Terörle mücadele noktasında
ekonomik ve güvenlik tedbirler var, diplomatik girişimler var. Bütün bunlar eşgüdüm içinde koordinasyonla yapılan çalışmalar. Dolayısıyla bunların herhangi birisinin belli aşamalarının, netice alınmadan kamuoyuyla basınla üçüncü kişilerle paylaşılması doğru olmayan şeyler. Bir gelişme olursa elbette haberiniz olacaktır. Şu bilinmelidir, Türkiye bu illetle mücadele noktasında bütün imkanlarını seferber etmiştir, diplomasiyi sonuna kadar kullanmaktadır.
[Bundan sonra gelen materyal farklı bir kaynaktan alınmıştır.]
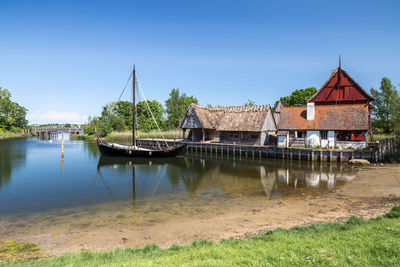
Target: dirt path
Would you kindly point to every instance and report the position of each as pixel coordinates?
(373, 192)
Güvenlik tedbirlerimizi en ince, hassas noktalarına varana kadar almaya gayret ediyoruz. Ekonomik ve sosyal önlemler noktasında gerekli çalışmalar yapılıyor. Bunların tamamının eşgüdüm içinde yapılması esastır. Bu çalışmalar içinde parça parça bilgi verilmesi sürece zarar verebilir. O açıdan bunu anlayışla karşılamanızı rica ediyorum.''
Özel hudut birliğinin hangi kuruma bağlanacağı konusunda bir netlik oluşup oluşmadığı sorusu üzerine Ergin, genel çerçevenin
Başbakan Recep
Tayyip Erdoğan tarafından çizildiğini anımsattı.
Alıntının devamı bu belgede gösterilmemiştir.